Burma: Further war crimes uncovered in Kachin and Shan states
Share this on

Burma: Further war crimes uncovered in Kachin and Shan states

BURMA (Myanmar) has deliberately obstructed aid deliveries to civilians in war-torn Kachin and northern Shan states, actions that may amount to war crimes, a human rights group said Thursday.

The report from Fortify Rights comes swift on the heels of evidence from the United Nations of crimes against humanity against the Rohingya in Rakhine state, and calls for the generals responsible to be tried for genocide.

“Consecutive governments and the military have willfully obstructed local and international aid groups, denying Kachin civilians access to aid,” Fortify Rights’ chief executive officer Matthew Smith said in a statement.

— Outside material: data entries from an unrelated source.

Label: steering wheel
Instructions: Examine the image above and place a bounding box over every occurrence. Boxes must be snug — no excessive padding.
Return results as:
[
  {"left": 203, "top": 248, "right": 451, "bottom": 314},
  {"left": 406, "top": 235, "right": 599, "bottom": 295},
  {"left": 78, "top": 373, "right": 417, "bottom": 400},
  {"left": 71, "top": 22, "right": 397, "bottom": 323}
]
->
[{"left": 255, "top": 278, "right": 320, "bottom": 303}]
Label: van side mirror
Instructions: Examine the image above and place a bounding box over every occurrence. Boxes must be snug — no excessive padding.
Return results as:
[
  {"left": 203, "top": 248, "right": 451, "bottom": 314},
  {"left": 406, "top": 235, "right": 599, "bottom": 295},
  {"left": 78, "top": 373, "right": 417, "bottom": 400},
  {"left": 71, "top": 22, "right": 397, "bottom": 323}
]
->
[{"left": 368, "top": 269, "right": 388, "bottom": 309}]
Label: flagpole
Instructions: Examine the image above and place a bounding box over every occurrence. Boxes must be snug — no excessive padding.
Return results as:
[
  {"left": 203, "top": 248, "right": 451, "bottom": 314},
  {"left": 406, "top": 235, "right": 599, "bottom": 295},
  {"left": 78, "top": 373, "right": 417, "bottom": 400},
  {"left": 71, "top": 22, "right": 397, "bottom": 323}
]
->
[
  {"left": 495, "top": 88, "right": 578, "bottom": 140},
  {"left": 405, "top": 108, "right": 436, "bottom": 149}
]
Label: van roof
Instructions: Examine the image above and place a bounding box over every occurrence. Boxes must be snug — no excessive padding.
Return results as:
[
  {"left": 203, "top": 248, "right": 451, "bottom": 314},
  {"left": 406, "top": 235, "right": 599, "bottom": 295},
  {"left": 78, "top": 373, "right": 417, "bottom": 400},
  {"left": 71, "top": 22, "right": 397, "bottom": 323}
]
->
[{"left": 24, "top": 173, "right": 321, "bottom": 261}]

“This may amount to a war crime, giving even more reason for the UN Security Council to refer Myanmar to the International Criminal Court.”

The fighting in Burma’s northern borderlands is one of the world’s longest-running civil wars, with the powerful Kachin Independence Army (KIA) rebel group and Burma’s army locked in conflict since the 1960s.

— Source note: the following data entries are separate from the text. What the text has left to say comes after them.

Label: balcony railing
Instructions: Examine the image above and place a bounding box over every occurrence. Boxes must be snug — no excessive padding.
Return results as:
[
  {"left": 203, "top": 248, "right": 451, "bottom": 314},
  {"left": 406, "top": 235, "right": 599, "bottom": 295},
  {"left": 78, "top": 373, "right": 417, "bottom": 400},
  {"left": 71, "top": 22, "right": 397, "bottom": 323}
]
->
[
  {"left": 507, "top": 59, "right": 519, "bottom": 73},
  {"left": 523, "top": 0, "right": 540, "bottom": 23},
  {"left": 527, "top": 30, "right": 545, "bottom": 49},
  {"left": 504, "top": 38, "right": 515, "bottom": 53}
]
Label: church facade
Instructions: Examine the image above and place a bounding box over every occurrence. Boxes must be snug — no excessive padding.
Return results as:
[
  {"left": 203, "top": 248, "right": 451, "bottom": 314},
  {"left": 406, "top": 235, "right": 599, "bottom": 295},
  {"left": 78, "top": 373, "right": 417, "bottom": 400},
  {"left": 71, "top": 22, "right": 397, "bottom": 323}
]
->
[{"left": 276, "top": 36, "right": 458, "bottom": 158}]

While sporadic fighting has continued in the region since the breakdown of a ceasefire seven years ago, rights groups say the army has stepped up its campaign in recent months while global attention focuses on the Rohingya crisis.

Data collected by the European Commission estimates over 100,000 people have been internally displaced by the conflict.

Fortify Rights accused the military of “weaponising the denial of humanitarian aid,” claiming the internally displaced people (IDPs) have been systematically denied vital resources such as food, water, healthcare and shelter.

SEE ALSO: Burma’s forgotten war

“The extent to which the Myanmar government is denying people aid in Kachin state is staggering,” Fortify Rights Myanmar human rights expert David Baulk told reporters Thursday, calling for the restitution of “safe, sustained and unfettered access to all displaced populations.”

The report found that Beijing pushed Burma authorities and ethnic armies to prevent UN and international humanitarian aid groups from operating on Burma’s side of the shared border with China’s Yunnan province, where most of the displaced Kachin are sheltering and in need of assistance.

Through interviews with nearly 200 stakeholders at more than 20 mostly Kachin state-based displacement camps between 2013 and 2018, Fortify Rights determined that Burma’s government imposed unnecessary travel restrictions on aid groups seeking to enter both government- and KIA-controlled areas in the region.

“The government’s travel-authorisation process for aid groups in Myanmar effectively acts as a restriction on aid and humanitarian access to displaced populations in violation of international humanitarian law,” Fortify Rights said.

“The onerous and vague measures imposed through the travel-authorisation process involve civilian authorities and have not only led to undue delays in the delivery of aid to people in need but have completely obstructed humanitarian operations in some areas of Kachin State.”

From June 2017 to June 2018, just 5 percent of 562 applications filed by international groups for government-controlled areas were approved, the report said. Since May 2017, 40,000 IDPs in rebel-held areas have been effectively cut off; one humanitarian actor said the process felt so futile that organisations were discouraged from even trying.

According to the report, Burma’s military have “killed, raped, and tortured civilians with impunity,” and both sides have continued to use landmines and child soldiers.

SEE ALSO: Will anyone pay for crimes against the Rohingya?

The report comes just four days after a UN fact-finding mission accused the Burmese military of carrying out war crimes in northern Rakhine state.

The mission documented patterns of gross human rights violations and abuses that included killing indiscriminately, gang-raping women, assaulting children, and burning entire villages.

Investigators found the military had been operating without consequence, saying: “Impunity is deeply entrenched in Myanmar’s political and legal system, effectively placing the Tatmadaw (military) above the law.”

Fortify Rights hopes their latest report will add weight to calls for generals to be tried before the International Criminal Court.

“Impunity in this country has reigned for way too long,” said Amy Smith, executive director of Fortify Rights. “We’re hoping that this week marks the beginning of a new era, we’re hoping that it marks the step towards seeing some accountability, a step towards the end of that impunity.”